Rewarding your child with material objects, can lead to worse behavior.
As parents we have been told that positive reinforcement creates more good behavior. Some money for cleaning your room, a movie ticket for getting good grades, extra x-box time for being nice to your brother. However, a study in the journal Child Development shows that our commitment to positive reinforcement can be counterproductive. This study shows that rewarding a child's sharing resulted in the child actually choosing to share less.
The study wanted to find out how many marbles 48 3-year-olds were willing to share with a puppet. During a game, it seemed as if a child happened to get three marbles while the puppet got only one. Half of the children noticed the difference and gave the puppet a marble without further prompting. If not, the puppet said, "I only got one marble" and then "I want to have as many marbles as you" and then, if needed, "Will you give me one?"
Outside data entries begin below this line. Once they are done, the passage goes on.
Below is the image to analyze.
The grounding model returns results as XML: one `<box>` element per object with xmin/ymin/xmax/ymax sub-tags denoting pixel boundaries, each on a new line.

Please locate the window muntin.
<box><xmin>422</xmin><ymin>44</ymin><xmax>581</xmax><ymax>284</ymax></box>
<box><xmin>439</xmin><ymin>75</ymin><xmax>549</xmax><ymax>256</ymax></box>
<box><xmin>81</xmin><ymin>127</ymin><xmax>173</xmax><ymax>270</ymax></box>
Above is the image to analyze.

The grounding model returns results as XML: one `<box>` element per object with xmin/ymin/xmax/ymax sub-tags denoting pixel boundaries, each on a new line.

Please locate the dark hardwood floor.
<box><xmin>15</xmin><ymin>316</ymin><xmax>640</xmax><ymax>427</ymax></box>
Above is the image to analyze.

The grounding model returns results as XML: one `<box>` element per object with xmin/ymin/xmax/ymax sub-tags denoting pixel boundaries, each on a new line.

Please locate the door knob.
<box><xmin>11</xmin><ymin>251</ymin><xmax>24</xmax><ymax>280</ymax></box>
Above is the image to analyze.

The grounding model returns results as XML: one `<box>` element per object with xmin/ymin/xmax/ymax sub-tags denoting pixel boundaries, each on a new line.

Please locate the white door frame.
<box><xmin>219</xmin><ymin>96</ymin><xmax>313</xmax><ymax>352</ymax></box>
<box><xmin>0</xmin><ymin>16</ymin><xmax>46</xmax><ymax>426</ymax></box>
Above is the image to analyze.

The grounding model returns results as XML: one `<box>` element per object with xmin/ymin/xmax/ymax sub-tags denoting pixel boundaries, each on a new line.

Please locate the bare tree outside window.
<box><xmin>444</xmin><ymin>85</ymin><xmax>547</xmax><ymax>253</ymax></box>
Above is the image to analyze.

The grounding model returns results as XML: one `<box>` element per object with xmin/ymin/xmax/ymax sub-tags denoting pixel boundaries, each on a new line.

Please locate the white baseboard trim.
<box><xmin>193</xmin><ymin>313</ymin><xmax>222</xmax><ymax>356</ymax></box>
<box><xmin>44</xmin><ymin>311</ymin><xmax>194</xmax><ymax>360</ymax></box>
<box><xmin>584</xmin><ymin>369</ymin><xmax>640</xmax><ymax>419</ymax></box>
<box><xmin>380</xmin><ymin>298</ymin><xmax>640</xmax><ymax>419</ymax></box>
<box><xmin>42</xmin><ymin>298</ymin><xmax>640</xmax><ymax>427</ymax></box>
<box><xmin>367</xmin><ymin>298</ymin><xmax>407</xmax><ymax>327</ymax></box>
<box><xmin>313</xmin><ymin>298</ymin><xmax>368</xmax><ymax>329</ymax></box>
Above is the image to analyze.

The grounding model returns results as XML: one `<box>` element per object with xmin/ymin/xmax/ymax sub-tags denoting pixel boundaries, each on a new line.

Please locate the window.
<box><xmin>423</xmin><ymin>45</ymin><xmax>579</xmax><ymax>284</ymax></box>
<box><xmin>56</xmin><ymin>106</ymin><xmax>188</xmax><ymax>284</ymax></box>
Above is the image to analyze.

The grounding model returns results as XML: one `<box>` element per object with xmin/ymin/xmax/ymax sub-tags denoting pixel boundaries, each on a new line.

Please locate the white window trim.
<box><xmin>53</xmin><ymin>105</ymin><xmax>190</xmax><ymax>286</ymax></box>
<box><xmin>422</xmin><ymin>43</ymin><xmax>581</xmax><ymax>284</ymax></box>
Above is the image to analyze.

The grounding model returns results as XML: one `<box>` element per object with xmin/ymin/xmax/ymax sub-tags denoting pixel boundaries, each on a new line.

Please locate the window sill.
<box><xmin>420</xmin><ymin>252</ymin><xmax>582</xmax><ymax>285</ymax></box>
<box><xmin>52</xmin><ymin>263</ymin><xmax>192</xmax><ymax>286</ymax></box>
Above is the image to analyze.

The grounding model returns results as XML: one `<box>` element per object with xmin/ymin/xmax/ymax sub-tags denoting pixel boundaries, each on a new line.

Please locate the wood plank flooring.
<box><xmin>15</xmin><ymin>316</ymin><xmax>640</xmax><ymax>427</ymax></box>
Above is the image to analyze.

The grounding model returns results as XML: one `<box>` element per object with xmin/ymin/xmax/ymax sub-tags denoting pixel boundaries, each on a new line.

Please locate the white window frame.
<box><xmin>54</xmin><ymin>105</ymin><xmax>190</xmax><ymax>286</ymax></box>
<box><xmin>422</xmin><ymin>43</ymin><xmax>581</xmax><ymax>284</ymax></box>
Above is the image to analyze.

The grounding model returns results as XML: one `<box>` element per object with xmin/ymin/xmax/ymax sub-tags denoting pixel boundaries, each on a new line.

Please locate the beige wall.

After the children had shared a marble, there were three ways of follow up. Some children simply moved on without any feedback, others were praised ("Oh thank you for sharing a marble with me! That was really nice"). And a third group was rewarded with a little toy.
After certain time passed the kids were tested again—over three related but different games. The result was that children continued to equalize an unfair outcome after the experience of praise or a neutral response. However, they shared less often after they had received material rewards!
The study shows that there is a sense of fairness in young children, but that this sense gets corrupted in a way by tying it to a reward. When the reward was absent, so was fairness. "Receiving a reward initially in the collaborative sharing context diminished children's motivation to share in new situations in which they had never been reinforced before," the paper writes.
Rewarding fairness makes children overall less fair on future tests. The message from this study is loud and clear: "Parents and educators should be encouraged to rely on intrinsic motivation and reinforce feelings of autonomy and competence as much as possible rather than to provide superfluous material incentives, which can even have detrimental effects."